IBAI GANDIAGA
ARQUITECTURA

Reflejos a la orilla del Tajo

Verbos desconocidos –escribía el arquitecto y premio Pritzker Rem Koolhaas– e impensables en la historia de la arquitectura (grapar, pegar, plegar, verter, encolar, disparar, duplicar, fundir) se han vuelto indispensables». El holandés publicaba en 2002 este texto premonitorio sobre la arquitectura del nuevo milenio, imbuido como estaba en una nueva manera de trabajar esta disciplina.

Si pasamos por alto las cavernas neolíticas, podríamos decir que la arquitectura existe desde el momento en el que alguien quiso construir un refugio para guarecerse de los elementos. Esos refugios normalmente se hacían apilando diversas piezas, trabándolas entre sí, atándolas. Eran componentes pequeños que se juntaban para hacer un todo, como, por ejemplo, un muro de piedra: aunque las partes estén formadas por pequeños fragmentos –digamos, un ladrillo–, el resultante es monolítico, como un muro.

En la arquitectura de la que habla Koolhaas, las fachadas se hacen con módulos de acero y vidrio que han sido cortados por un robot de corte de control numérico, ensamblados en una fábrica y colocados con ayuda de una triangulación láser. La pieza está pensada para ser sustituida en cualquier momento, sin afectar al “todo”. Ese tipo de construcción permite crear formas geométricas curvas y sinuosas que, de modo tradicional, serían costosísimas o directamente imposibles de obtener.

En este nuevo tipo de arquitectura, que no usa escuadra y cartabón y que tiene casi más que ver con la construcción de yates que con la de edificios, nos encontramos con nombres propios como los de la difunta Zaha Hadid, Coop Himmelb(l)au, Alejandro Zaera, Frank Gehry o Greg Lynn.

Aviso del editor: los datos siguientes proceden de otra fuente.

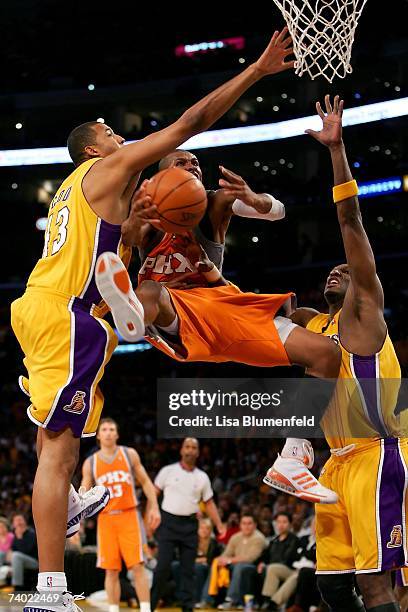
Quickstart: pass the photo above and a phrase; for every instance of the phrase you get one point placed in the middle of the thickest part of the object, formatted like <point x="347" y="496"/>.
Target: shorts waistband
<point x="65" y="298"/>
<point x="115" y="512"/>
<point x="346" y="451"/>
<point x="187" y="517"/>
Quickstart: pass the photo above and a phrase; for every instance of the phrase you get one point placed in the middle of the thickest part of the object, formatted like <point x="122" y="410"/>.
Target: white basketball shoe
<point x="66" y="603"/>
<point x="290" y="474"/>
<point x="113" y="282"/>
<point x="83" y="504"/>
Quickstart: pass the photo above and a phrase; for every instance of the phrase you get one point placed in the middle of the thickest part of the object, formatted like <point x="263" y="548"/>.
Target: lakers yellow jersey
<point x="364" y="401"/>
<point x="74" y="238"/>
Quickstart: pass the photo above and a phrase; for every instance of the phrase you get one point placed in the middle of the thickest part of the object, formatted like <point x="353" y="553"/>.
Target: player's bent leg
<point x="131" y="310"/>
<point x="156" y="303"/>
<point x="318" y="354"/>
<point x="290" y="473"/>
<point x="339" y="593"/>
<point x="113" y="282"/>
<point x="377" y="592"/>
<point x="57" y="462"/>
<point x="142" y="586"/>
<point x="112" y="588"/>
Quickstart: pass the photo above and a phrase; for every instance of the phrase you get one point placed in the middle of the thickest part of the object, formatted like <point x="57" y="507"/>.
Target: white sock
<point x="52" y="581"/>
<point x="293" y="448"/>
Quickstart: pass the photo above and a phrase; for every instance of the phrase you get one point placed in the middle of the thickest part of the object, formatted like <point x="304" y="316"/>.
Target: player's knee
<point x="149" y="290"/>
<point x="111" y="574"/>
<point x="338" y="592"/>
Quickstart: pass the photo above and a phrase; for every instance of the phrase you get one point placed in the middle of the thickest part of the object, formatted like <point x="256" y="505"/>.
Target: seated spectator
<point x="307" y="593"/>
<point x="277" y="562"/>
<point x="24" y="551"/>
<point x="232" y="527"/>
<point x="6" y="540"/>
<point x="207" y="549"/>
<point x="240" y="556"/>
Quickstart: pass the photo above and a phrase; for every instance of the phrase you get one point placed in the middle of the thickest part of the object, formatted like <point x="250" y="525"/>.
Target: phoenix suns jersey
<point x="167" y="256"/>
<point x="74" y="238"/>
<point x="117" y="476"/>
<point x="365" y="398"/>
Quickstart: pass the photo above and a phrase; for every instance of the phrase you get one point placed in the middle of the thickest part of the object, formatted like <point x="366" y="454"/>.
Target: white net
<point x="323" y="34"/>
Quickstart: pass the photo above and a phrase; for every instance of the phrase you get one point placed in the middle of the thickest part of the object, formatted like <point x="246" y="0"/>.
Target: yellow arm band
<point x="345" y="191"/>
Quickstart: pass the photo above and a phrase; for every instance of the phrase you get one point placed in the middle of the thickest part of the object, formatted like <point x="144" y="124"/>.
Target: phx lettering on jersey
<point x="167" y="264"/>
<point x="119" y="476"/>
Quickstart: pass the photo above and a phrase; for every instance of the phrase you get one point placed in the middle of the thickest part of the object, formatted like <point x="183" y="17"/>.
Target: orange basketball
<point x="180" y="198"/>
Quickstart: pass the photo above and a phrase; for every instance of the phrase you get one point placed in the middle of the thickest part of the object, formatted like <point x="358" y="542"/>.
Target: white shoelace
<point x="338" y="452"/>
<point x="72" y="599"/>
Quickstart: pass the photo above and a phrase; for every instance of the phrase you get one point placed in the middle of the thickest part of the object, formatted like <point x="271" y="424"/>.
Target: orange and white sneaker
<point x="292" y="476"/>
<point x="113" y="282"/>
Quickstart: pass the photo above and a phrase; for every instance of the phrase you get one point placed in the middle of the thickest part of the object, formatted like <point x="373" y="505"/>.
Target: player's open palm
<point x="141" y="217"/>
<point x="331" y="133"/>
<point x="273" y="58"/>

La última adición a este listado de creadores es la de Amanda Levete, arquitecta británica y directora del estudio AL_A Architects, que ha encadenado tres importantes encargos consecutivos, haciéndose merecedora de dos importantes premios británicos: el Stirling –máximo galardón en arquitectura en Gran Bretaña–, así como el premio Jane Drew, entregado a aquellos que han favorecido el progreso de las mujeres en la industria.

Si bien su estilo orgánico, paramétrico, alejado de la práctica habitual de la arquitectura, puede verse en obras como la nueva entrada y galería subterránea del Museo Victoria & Albert de Londres o en la torre Central Embassy de Bangkok, su obra más redonda, el Museo de Arte y Arquitectura de Lisboa, se presentó al público hace poco más de un año, contando con el trabajo del estudio de Aires Mateus como apoyo.

Portugal está viviendo un pequeño milagro, habiendo reducido el déficit fiscal a la mitad hasta alcanzar el 2,1% del PIB, nada mal para un país que fue rescatado hace seis años. La alianza de izquierda ha cosechado el mejor resultado económico desde la transición a la democracia, en 1974, y la arquitectura que nos llega desde el país luso no hace más que reforzar la idea de un país que respira aliviado y mira con determinación al futuro.

El Museo de Arte y Arquitectura o MAAT se ubica en el distrito de Belém, en Lisboa, en el mismo frente fluvial donde se colocan los grandes monumentos turísticos de la capital portuguesa –el Monasterio de los Jerónimos y la Torre de Belém–, con el Puente del 25 de Abril de fondo de postal. El conjunto incluye la antigua central eléctrica de la ciudad, antigua sede de la energética EDP, patrona del proyecto del museo.

El edificio se recubre de más de 15.000 azulejos tridimensionales, material directamente relacionado con la tradición ornamental portuguesa, que se adhieren a la gran curva que une, de forma ondular, la terraza superior y el paseo fluvial, recogiendo los destellos del sol y rebotándolos en el interior del edificio. De este modo, el museo se camufla perfectamente a lo largo de sus más de cien metros lineales de desarrollo, escondiendo en el subsuelo las cuatro galerías de exposiciones que alberga, intentado así mitigar ciertos miedos a que influyera dentro del perfil del centro fluvial.

Esa onda que eleva el edificio responde a un doble propósito: por un lado, crea un promontorio o mirador público a más de catorce metros de altura, sobre el cual se puede admirar el Tajo, y así se hace referencia a ese lenguaje de puerto marino de pasado imperial; por otro lado, la zona viene flanqueada por las vías del tren y, al levantar esa terraza, permite la colocación de pasarelas peatonales que unen las dos orillas de las vías.